Nous voilà au point central du problème. L’alcool, c’est un lubrifiant social. C’est un masque que l’on porte. L’alcool c’est une injonction. On nous la jette au visage constamment, que ce soit au cinéma, dans les séries, dans l’hypocrisie des pubs qui nous invitent à la modération…

Mais pourtant croyez-moi… quand on a refusé autant de verres que moi, on comprend bien que le souci est ailleurs. 

Quand je refuse un verre, malgré l’insistance à laquelle je peux faire face, c’est comme si je signifiais à l’autre qu’iel a un problème. Comme si ce refus était une accusation déguisée. Et cela… c’est pas si simple à encaisser. Voir une personne refuser de se plier à une convention sociale, cela dérange toujours. Comme si on cassait un contrat moral auquel nous sommes toustes tenu·e·s de souscrire. On se demande “pourquoi non ?” “Si iel dit non, c’est qu’iel doit penser que je fais quelque chose de mal !”… la sensation d’être jugé·e s’installe alors qu’elle n’a pas forcément de réalité. 

Je ne juge pas vos choix, chacun et chacune est libre de consommer de l’alcool dans les limites qui lui semblent justes.

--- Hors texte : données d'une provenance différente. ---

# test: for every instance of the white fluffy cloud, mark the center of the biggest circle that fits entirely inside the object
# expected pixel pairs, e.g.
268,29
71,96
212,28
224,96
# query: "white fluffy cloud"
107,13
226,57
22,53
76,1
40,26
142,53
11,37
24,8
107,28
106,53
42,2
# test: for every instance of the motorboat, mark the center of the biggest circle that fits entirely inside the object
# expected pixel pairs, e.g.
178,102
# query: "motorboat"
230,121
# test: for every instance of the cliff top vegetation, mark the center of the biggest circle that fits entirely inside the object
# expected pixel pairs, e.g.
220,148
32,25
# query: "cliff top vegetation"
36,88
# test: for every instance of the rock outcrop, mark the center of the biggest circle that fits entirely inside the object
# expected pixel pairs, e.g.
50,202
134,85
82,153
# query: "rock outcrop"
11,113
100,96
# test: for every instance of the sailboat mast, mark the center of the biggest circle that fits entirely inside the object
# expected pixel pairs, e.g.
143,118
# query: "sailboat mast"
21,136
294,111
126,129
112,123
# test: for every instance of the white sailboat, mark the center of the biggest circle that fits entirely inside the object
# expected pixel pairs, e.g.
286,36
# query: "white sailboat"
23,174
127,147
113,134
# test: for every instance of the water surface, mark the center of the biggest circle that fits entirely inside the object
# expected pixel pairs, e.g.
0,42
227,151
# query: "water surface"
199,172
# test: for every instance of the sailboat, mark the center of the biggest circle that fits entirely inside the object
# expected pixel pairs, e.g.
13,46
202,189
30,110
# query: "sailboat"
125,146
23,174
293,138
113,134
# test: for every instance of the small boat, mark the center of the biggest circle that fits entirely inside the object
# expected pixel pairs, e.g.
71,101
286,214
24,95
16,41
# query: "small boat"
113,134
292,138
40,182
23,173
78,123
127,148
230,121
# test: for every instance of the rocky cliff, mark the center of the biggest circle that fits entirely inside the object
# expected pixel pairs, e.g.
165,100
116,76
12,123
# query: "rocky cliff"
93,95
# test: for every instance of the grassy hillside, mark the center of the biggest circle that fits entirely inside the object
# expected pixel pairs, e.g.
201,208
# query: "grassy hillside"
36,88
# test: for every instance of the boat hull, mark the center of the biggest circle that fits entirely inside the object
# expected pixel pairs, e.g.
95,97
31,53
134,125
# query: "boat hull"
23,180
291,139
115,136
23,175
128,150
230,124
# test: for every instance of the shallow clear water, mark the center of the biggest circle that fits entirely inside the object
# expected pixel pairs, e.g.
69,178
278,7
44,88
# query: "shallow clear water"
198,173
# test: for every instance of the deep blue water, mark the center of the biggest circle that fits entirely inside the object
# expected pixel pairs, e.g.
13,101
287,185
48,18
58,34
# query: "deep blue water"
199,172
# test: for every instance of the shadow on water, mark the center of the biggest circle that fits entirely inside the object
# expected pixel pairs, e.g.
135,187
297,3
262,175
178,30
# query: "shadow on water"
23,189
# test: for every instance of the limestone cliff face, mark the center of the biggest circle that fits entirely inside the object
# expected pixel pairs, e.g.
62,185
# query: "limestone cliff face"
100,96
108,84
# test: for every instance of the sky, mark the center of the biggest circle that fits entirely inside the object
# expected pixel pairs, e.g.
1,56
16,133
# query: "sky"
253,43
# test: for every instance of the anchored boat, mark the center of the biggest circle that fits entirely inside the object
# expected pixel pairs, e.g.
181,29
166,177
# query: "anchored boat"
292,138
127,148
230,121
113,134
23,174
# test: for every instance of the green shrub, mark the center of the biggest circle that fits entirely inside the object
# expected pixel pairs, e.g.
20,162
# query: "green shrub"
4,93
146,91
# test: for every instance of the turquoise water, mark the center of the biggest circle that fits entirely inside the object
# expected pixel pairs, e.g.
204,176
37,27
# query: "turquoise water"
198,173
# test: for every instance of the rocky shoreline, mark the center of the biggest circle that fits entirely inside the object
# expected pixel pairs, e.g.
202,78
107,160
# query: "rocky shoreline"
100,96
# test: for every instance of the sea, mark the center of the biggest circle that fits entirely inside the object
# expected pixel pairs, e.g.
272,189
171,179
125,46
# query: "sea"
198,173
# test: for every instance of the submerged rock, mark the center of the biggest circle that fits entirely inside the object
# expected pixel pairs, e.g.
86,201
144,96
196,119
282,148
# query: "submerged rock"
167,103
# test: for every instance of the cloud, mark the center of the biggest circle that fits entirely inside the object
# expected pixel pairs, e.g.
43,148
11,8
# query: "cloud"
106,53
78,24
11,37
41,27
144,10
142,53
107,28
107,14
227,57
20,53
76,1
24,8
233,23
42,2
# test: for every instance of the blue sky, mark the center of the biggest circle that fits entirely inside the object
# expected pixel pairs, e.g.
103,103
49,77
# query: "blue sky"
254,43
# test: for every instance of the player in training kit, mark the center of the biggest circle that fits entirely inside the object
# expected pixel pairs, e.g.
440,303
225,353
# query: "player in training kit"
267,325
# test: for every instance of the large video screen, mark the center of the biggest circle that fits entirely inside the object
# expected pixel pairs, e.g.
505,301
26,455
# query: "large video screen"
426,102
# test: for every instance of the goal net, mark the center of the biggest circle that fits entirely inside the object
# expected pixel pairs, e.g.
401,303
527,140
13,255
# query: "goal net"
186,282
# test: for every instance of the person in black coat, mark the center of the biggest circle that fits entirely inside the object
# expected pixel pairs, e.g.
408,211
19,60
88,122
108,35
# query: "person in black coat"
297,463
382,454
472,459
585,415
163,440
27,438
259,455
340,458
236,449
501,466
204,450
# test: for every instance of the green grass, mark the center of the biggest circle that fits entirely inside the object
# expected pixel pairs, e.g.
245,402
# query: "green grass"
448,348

Je n’ai même rien contre les soirées prévues pour être des beuveries, je m’en tiens juste à l’écart. 

Non, ce qui m’ennuie réellement, c’est qu’on remette constamment mes choix en question, qu’on ne demande aucun consentement avant de mettre de l’alcool entre les mains de personnes pour qui cela représente potentiellement un problème, comme si tout cela était normal.

L’alcool doit évidemment rester un choix personnel, n’en faisons pas une obligation à peine dissimulée.

Alors je vais encore sourire tout ce mois en voyant les tournées minérales et autres dry january se multiplier. Je vais soupirer en voyant les commentaires moqueurs qui en résulteront. 

Mais, s’il vous plaît, si votre histoire ou anecdote commence par  « faut que je te raconte, on était complètement défoncés…  » alors épargnez-nous la gêne, à vous comme à moi : elle ne m’intéresse pas et je ne vous écoute déjà plus.